Changing America — this beautiful, this monstrous beast of a country. For most of my life, it was something I thought we could actually accomplish — and we did, in ways major and minor we did. But we radicals never took power. Some will read our book and conclude it’s a good thing we didn’t. Perhaps, in some cases, we weren’t ready to lead. But we were never allowed the chance — even our best and brightest, like the Kennedys, Martin Luther King Jr., Bobby Seale, Bella Abzug, Tom Hayden, Fred Hampton, Shirley Chisholm. They never allowed these brave, visionary men and women to get close to the pinnacle of power. (Or when they briefly did, they violently removed them.)

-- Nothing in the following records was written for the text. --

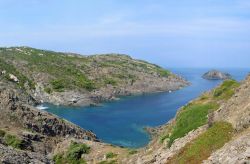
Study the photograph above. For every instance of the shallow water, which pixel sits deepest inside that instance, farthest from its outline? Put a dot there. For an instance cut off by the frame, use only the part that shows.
(121, 122)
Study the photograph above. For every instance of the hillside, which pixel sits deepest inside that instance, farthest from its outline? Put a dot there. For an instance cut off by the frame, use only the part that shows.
(213, 128)
(72, 79)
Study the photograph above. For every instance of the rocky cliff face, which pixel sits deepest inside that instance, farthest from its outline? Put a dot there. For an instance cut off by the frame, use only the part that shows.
(35, 132)
(216, 75)
(71, 79)
(233, 109)
(237, 109)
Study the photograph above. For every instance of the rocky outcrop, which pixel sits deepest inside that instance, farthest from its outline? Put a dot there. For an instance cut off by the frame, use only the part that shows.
(216, 75)
(237, 109)
(236, 151)
(71, 79)
(11, 106)
(9, 155)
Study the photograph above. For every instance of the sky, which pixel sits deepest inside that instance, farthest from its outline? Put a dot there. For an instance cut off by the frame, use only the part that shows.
(171, 33)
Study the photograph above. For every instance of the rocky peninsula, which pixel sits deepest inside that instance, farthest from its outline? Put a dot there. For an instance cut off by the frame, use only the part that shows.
(213, 128)
(73, 79)
(216, 75)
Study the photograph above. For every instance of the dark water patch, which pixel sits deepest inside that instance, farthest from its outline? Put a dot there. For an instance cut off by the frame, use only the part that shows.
(121, 122)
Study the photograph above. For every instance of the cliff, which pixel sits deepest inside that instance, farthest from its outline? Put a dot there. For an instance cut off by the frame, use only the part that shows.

Now we have a president who doesn’t just imitate our rhetoric. He actually seems to be trying to put our ideas (some of them) into action. (I would love to talk again with Tom, to hear the reaction of the Port Huron Statement author to President Biden’s Congressional address.) And so maybe, in our graying dotage, the beast is shuffling slowly in the right direction again.

What do I wish for my sons and their anxious generation? A sense of the euphoria we once felt, long ago, when we thought we could bend the U.S. Empire to our will. Failing that, I wish them the serenity I feel every day when I walk upon my hill. The spring flowers are blooming, the coyotes are running free. We’re alive in the world. And we can still imagine a better world.